Maine Medical Waste DisposalMaine is not only the primary source of the nation’s fresh lobsters and blueberries; it also produces 90% of the country’s toothpicks! Maine is an ideal summer vacation destination, with the White Mountain National Forest stretching nearly 800,000 acres; Acadia National Park, the second most popular national park in the U.S.; and the coastal towns like Kennebunkport, summer home of the Bush family. Poet Henry Wadsworth Longfellow was born in Portland and writer Steven King pens his horror stories in Bangor. No resident or vacationer wants to encounter biomedical waste in Maine. Contact Cyntox for professional bio medical waste disposal in Maine and sharps management.
The State of Maine Definition of Medical Waste:
Biomedical waste means a waste that may contain human pathogens of sufficient virulence and in sufficient concentrations that exposure to it by a susceptible host could result in disease. The following wastes may contain human pathogens of sufficient virulence and in sufficient concentrations that exposure to them by a susceptible host could result in disease and are therefore, biomedical wastes:
- Discarded Human Blood, Blood Products, and Body Fluids: Discarded blood, serum, plasma, blood products, and body fluids. Body-fluids are defined as fluids which are generated or removed during surgery, autopsy, obstetrics, emergency care, or embalming and include cerebrospinal fluid, synovial fluid, pleural fluid; peritonea fluid, pericardial fluid and amniotic fluid.
- Waste Saturated With Human Blood, Blood Products, or Body Fluids: These may include items such as sponges, surgical gloves and masks, drapes, aprons, dressings, disposable sheets and towels, underpads, plastic tubing, and dialysis unit waste. *The intent is to include waste which at the time of generation is soaked or dripping with human blood, blood products or body fluids. An example of material which may be included is a first change surgical dressing.
- Pathological Waste: Human tissues, organs, and anatomical parts including teeth, discarded from surgery, autopsy, obstetrical procedures, and laboratory procedures.

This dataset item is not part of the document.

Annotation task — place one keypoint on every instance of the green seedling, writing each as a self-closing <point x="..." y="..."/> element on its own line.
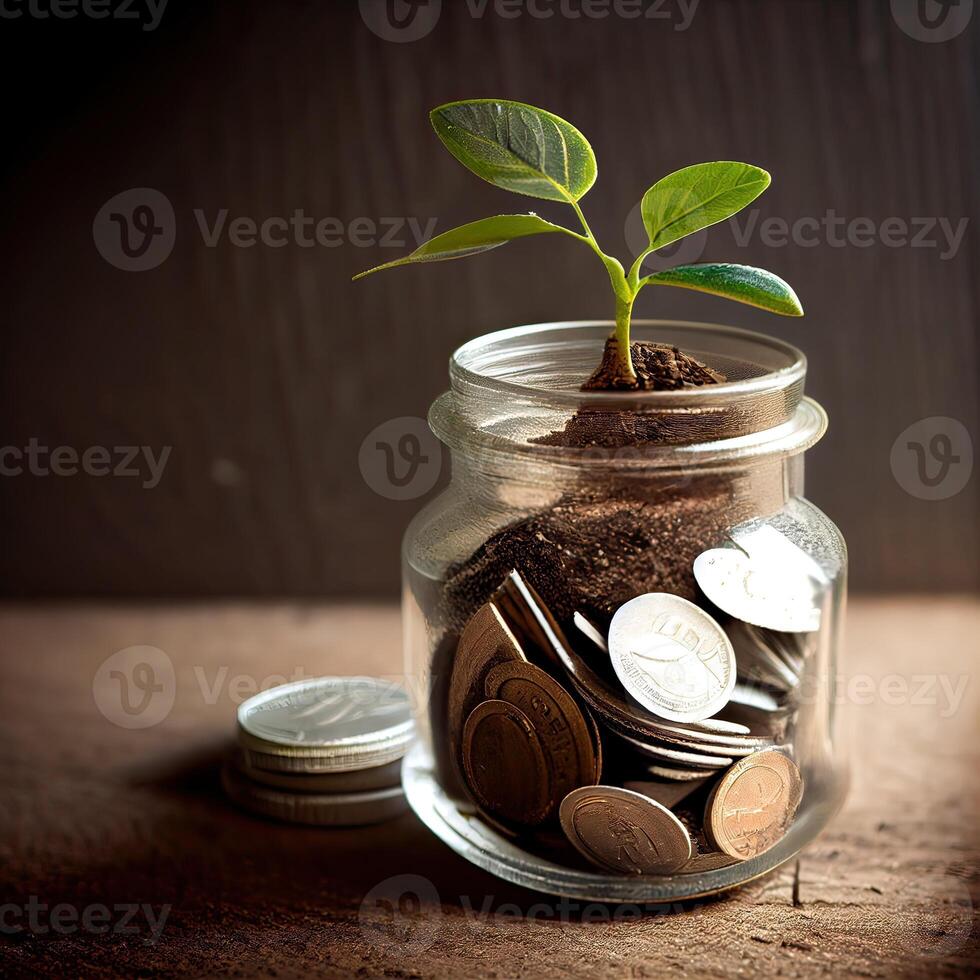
<point x="530" y="151"/>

- Discarded Sharps Used In Patient, Animal, Cadaver Care or In Medical and Biomedical Research Laboratories: These include, but are not limited to, hypodermic needles, syringes, scalpel blades, suture needles, disposable razors, lancets, capillary tubes, Pasteur pipettes, broken glassware, IV tubing with needles attached, and dialysis bags with needles attached.
- Discarded cultures and stocks of infectious agents and the culture dishes and devices used to transfer, inoculate and mix cultures; discarded clinical specimens and the associated containers or vials; discarded biologicals; and waste from the production of biologicals and recombinant DNA research.
- Discarded Carcasses, Body Parts, Bedding and 0ther Waste Generated By Research Facilities From Animals Containing Organisms or Agents Not Usual To The Normal Animal Environment And Which Are Pathogenic or Hazardous to Humans.
- Cytotoxic Drugs, Chemotherapy Waste. The following wastes may be managed as biomedical waste for the purpose of this rule:
- Cytotoxic (antineoplastic) drugs not identified as hazardous wastes in Chapter 850 of the Department’s regulations.
- Chemotherapy waste – All materials that have come in contact with, and have no more than trace amounts of, cytotoxic (antineoplastic) agents.